Describe the bug
When I set the auto.offset.reset to earliest and run a windowed query, I get WINDOWSTART times corresponding to current system times
To Reproduce
Steps to reproduce the behavior, include:
SELECT ticker, WINDOWSTART(), COUNT(*) AS ‘ticks’
FROM prices
WINDOW TUMBLING( SIZE 60 SECONDS )
WHERE ticker = ‘AAPL’
GROUP BY ticker
EMIT CHANGES;
SET 'auto.offset.reset' = 'earliest';
SELECT ticker, WINDOWSTART(), COUNT(*) AS ‘ticks’
FROM prices
WINDOW TUMBLING( SIZE 60 SECONDS )
WHERE ticker = ‘AAPL’
GROUP BY ticker
EMIT CHANGES;
Expected behavior
I would expect that the second select would generate WINDOWSTART times reflecting the ROWTIME from the first messages in the topic.
Actual behaviour
A clear and concise description of what actually happens, including:
The WINDOWSTART times are actually reflect the current (system/wallclock) time. The counts are also incorrect (because they are going into the wrong bucket)
If I do something like the following I can get the right counts (because I'm effectively bypassing the windowing function) but it clearly shows the discrepancy between what I expect and the windowstart
SELECT TIMESTAMPTOSTRING(ROWTIME, ‘yyyy-MM-dd HH:mm’), ticker, WINDOWSTART(), COUNT(*) AS ‘ticks’
FROM prices
WINDOW TUMBLING( SIZE 60 SECONDS )
WHERE ticker = ‘AAPL’
GROUP BY TIMESTAMPTOSTRING(ROWTIME, ‘yyyy-MM-dd HH:mm’), ticker
EMIT CHANGES;
I would expect that the second select would generate WINDOWSTART times reflecting the ROWTIME from the first messages in the topic.
This is not how it works. Windows have a "fixed alignment" (to make them deterministic). For example, tumbling windows with a size of 5000ms have predictable window boundaries [0;5000),[5000;10000),... — and not [1000;6000),[6000;11000),... or even something “random” like [1452;6452),[6452;11452),....

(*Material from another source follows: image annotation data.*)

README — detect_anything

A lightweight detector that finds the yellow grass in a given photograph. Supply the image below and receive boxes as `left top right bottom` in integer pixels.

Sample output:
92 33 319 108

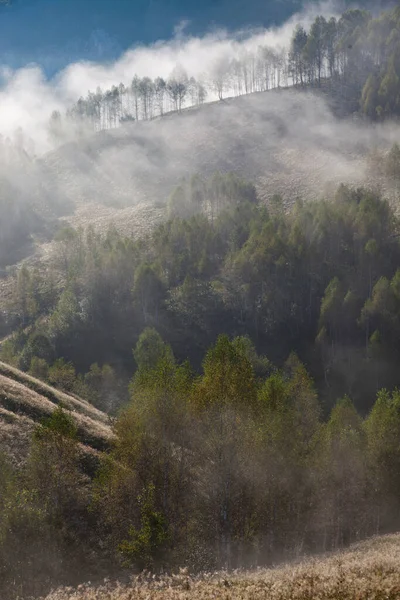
0 362 113 463
46 535 400 600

Hence, the window-start-timestamp is not related to the current system time.
The behavior you describe, that the window boundaries are aligned to a record timestamp, would be use in "sliding windows" -- however, "sliding windows" are currently not supported.
Does this make sense?
@bpaulsen Ditto what @mjsax said.
I'm still a little confused based on what you're expecting (some sample data with inputs and outputs would go a long way). But here's an example of how this is expected to work in practice. This uses ksqlDB 0.8.1 at the time of writing (it's kept up to date and programmatically validated).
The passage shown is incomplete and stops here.